Lightfoot was born in Ravenna, Texas.

She summered in Europe and in Taos, New Mexico during her career. Late in life Lightfoot moved to Paris, Texas, remaining there for fifteen years until her death. She was buried in Paris; her death certificate gives her year of birth as 1888.

== Education ==
Lightfoot received a baccalaureate from the College of Industrial Arts in Denton. After studies at the North Texas State Teachers College, she received a master of arts degree from Columbia University. Lightfoot taught in the public school system of Dallas until her retirement. She summered in Europe and in Taos, New Mexico during her career. Late in life she moved to Paris, Texas, remaining there for fifteen years until her death. She was buried in Paris; her death certificate gives her year of birth as 1888.

== Career/Organization ==
Lightfoot was an art teacher at the Dallas Independent School District.

In 1940, she was one of eight women who founded the Printmakers Guild, later called Texas Printmakers, to challenge the male-dominated Lone Star Printmakers; the others were Lucile Land Lacy, Stella LaMond, Bertha Landers, Verda Ligon, Blanche McVeigh, Coreen May Spellman, and Lura Ann Taylor. Lightfoot exhibited widely in Texas during her career.

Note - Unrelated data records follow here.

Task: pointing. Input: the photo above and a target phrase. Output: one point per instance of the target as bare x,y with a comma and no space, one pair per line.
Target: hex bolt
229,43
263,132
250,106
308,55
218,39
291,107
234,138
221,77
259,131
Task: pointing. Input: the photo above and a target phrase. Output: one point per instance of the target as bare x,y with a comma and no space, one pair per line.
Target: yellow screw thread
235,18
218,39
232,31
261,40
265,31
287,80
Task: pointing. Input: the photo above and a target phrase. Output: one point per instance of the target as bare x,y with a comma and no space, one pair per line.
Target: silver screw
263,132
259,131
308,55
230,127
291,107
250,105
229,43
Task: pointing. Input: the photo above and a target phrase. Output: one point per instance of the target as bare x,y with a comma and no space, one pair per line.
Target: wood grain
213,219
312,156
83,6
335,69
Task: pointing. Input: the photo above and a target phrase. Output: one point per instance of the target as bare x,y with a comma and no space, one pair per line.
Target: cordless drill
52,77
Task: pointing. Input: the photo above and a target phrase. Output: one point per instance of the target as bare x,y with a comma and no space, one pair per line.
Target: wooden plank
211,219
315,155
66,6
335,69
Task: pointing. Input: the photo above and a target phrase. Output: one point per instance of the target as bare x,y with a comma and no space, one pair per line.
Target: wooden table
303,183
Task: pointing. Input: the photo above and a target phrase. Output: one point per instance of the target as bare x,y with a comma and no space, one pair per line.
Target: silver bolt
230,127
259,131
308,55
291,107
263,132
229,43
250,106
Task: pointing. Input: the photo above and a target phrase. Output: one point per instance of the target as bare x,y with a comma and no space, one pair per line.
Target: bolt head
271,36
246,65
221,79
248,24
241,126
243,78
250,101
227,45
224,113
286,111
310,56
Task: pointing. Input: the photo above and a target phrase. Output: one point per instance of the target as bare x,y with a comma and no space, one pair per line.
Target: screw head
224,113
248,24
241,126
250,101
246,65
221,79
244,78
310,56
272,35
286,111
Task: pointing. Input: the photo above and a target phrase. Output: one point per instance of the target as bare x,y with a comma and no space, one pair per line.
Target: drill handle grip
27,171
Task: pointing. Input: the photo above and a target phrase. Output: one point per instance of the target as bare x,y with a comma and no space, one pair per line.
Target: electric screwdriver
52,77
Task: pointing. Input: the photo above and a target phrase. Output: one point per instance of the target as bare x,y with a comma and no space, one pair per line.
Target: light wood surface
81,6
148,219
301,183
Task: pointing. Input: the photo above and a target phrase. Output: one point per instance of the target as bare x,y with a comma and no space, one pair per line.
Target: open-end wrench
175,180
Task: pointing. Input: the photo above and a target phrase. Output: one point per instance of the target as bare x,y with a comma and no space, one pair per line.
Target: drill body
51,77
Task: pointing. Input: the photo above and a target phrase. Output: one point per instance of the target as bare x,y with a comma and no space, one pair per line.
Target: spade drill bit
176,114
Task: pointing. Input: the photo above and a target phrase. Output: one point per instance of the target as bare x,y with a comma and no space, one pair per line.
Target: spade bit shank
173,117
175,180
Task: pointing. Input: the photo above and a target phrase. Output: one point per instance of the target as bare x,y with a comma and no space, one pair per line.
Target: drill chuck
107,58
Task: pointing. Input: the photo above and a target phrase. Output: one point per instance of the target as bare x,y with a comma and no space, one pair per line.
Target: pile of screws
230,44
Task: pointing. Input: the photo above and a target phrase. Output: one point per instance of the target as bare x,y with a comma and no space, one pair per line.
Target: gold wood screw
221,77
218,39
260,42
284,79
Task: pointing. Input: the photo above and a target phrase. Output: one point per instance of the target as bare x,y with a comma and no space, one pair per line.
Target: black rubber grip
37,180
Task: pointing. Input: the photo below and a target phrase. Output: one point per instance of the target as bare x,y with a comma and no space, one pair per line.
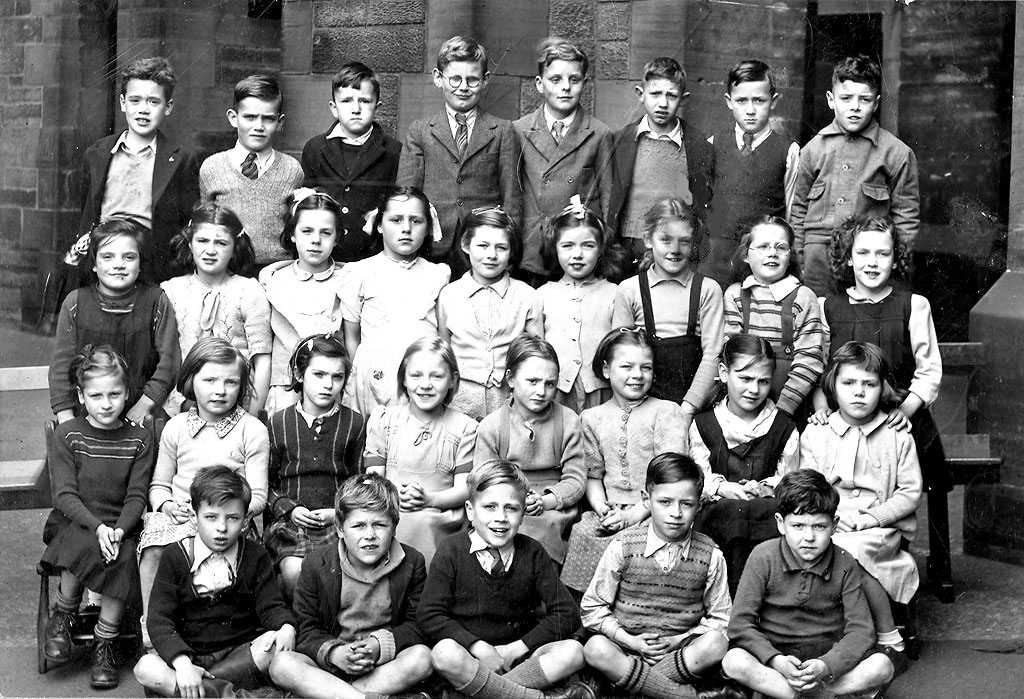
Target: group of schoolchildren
503,478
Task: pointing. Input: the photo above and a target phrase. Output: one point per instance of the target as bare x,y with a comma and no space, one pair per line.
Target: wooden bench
25,392
968,454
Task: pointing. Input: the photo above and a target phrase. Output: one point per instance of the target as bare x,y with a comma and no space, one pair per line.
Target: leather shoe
104,667
58,632
571,690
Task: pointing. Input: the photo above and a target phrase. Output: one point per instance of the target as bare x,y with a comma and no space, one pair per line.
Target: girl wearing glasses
768,300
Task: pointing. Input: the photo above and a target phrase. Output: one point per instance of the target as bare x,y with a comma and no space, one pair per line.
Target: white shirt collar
201,552
759,137
676,135
263,160
550,120
470,120
655,542
841,427
856,297
338,132
779,290
123,140
310,419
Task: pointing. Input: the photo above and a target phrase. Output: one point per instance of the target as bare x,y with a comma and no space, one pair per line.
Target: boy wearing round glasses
462,157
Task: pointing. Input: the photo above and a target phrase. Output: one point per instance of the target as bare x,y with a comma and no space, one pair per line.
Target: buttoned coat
551,174
484,176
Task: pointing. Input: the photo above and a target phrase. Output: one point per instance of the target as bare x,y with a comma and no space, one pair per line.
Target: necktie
249,168
498,566
748,144
557,130
461,133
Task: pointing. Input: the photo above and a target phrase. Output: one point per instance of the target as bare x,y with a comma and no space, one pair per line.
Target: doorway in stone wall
829,38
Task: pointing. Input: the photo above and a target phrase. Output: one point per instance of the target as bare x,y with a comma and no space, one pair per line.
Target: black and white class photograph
512,349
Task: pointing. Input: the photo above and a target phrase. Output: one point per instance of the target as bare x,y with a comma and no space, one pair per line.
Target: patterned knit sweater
766,321
654,600
261,204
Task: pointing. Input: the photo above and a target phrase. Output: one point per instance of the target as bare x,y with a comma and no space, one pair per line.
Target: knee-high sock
645,681
529,674
487,685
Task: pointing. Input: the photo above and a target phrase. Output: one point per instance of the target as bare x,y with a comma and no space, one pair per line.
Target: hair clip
370,217
78,250
301,194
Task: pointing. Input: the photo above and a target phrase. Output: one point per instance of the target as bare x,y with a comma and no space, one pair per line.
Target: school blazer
175,190
485,176
358,189
551,174
317,601
699,163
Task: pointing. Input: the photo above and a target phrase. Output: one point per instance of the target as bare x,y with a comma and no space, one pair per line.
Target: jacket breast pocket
876,198
817,203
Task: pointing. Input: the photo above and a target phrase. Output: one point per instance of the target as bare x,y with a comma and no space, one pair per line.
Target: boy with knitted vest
253,179
852,166
801,625
355,603
755,166
502,620
658,603
658,157
216,616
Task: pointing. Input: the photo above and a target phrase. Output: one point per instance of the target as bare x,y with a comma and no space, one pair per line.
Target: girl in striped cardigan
769,301
315,444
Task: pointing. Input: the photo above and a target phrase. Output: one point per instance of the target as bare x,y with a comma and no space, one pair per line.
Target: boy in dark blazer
140,174
462,158
355,604
564,150
658,156
354,161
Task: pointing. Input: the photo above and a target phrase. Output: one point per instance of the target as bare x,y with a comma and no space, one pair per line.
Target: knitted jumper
653,600
660,171
180,622
261,204
306,467
747,186
244,449
766,321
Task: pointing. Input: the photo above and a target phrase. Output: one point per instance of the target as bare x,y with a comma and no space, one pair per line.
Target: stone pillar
994,514
54,99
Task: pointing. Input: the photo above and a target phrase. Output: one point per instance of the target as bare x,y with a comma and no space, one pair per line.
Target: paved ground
973,648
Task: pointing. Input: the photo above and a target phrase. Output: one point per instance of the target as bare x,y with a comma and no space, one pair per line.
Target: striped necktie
461,134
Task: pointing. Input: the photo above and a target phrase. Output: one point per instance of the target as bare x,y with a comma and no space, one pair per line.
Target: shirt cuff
386,641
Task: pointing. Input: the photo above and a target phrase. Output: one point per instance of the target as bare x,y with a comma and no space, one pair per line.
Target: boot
104,667
58,632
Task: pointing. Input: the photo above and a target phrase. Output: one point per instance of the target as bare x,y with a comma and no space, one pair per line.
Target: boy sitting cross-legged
355,604
659,599
216,615
502,619
801,624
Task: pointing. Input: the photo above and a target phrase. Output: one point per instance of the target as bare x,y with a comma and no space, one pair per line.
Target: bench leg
940,577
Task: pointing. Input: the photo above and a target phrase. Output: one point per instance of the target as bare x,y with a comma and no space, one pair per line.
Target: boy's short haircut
261,87
367,491
751,72
858,69
557,48
353,74
218,484
498,473
806,491
665,68
460,48
156,69
671,467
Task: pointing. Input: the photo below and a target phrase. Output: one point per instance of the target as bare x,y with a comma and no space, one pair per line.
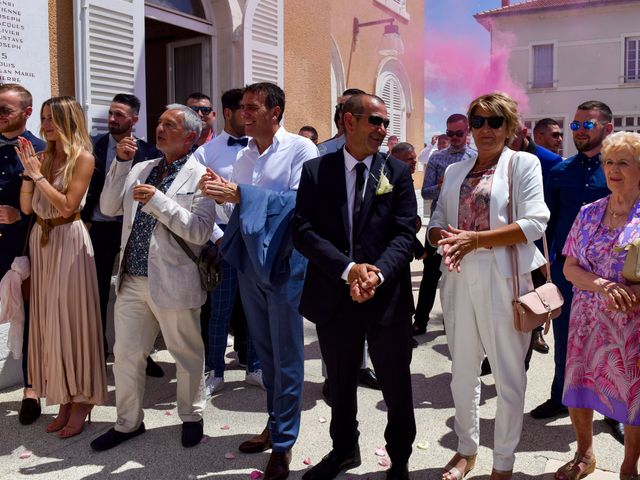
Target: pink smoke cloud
458,65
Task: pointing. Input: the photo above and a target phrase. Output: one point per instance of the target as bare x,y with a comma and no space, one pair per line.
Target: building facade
564,52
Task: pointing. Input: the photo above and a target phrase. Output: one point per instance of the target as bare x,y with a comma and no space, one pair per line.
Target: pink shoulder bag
540,305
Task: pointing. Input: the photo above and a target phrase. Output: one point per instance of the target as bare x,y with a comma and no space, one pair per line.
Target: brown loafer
257,444
278,466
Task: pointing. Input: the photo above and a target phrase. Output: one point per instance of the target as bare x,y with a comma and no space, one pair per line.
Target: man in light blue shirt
258,243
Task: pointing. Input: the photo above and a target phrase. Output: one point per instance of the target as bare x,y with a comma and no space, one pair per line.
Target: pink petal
381,452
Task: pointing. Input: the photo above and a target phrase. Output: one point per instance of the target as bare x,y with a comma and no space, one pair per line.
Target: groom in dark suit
355,222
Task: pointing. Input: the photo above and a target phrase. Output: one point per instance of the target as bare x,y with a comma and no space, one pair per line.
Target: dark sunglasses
495,122
588,125
203,110
455,133
374,120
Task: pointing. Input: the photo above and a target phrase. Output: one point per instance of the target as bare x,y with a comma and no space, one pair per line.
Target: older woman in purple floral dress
603,355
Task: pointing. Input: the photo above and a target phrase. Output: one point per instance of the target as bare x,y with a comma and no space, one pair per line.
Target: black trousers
105,237
341,343
428,286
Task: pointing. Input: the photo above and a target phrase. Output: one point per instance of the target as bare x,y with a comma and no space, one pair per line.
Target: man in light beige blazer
158,286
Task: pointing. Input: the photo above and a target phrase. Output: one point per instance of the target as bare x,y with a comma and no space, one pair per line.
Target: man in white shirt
220,155
264,183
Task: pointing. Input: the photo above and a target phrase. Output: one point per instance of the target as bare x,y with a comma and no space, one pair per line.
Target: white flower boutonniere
384,186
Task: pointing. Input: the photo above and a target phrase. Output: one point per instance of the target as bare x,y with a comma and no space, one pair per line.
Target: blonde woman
66,359
471,226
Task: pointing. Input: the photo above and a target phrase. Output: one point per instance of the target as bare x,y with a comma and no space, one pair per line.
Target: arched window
190,7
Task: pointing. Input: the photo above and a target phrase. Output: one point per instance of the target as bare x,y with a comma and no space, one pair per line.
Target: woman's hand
621,297
456,245
30,161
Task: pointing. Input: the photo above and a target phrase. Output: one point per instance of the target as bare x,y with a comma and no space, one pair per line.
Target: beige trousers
137,322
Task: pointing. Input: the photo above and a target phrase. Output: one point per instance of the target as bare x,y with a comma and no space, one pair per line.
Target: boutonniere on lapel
384,185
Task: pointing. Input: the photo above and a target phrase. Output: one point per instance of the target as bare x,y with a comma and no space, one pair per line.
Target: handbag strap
514,261
185,247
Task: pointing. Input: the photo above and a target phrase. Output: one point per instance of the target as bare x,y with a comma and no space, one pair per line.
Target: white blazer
530,211
174,282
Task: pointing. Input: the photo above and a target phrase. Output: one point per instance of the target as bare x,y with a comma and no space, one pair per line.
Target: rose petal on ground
381,452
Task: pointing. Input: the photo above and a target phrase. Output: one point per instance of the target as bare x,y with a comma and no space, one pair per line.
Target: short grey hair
191,120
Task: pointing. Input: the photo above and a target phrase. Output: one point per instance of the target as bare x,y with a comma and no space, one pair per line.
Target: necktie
361,169
5,141
237,141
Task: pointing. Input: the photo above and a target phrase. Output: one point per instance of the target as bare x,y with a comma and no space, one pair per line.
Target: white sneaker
255,379
213,385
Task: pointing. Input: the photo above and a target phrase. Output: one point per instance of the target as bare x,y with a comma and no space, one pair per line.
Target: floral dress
603,351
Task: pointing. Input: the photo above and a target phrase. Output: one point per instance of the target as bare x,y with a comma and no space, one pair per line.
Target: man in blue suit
355,221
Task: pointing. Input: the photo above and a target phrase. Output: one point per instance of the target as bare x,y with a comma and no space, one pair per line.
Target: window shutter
109,57
393,97
543,66
263,42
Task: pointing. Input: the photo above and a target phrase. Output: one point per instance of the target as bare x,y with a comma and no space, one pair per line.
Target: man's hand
142,193
8,215
126,149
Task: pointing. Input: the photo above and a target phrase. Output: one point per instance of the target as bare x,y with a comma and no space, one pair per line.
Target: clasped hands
363,280
219,188
456,244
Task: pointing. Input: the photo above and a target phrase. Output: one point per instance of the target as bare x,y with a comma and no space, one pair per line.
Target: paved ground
237,412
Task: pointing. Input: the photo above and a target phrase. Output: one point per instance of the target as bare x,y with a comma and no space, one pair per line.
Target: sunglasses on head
455,133
495,122
588,125
203,110
374,120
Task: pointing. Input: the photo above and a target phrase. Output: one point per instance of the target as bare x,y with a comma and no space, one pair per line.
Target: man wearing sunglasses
457,132
355,222
575,182
201,104
548,134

Their group was created as a result from being denied membership in the male established Lone Star Printmakers. There was a total of fifty members and participants and not until 1961 did two men join. Most members were either public school teachers or university professors.

== Honors/Awards ==
Lightfoot was awarded the Junior League Purchase Prize, "Fourth Annual Texas Print Exhibition", Dallas Museum of Art, 1965.

== Affiliations ==
Lightfoot was the President of the Dallas Print Society in 1943.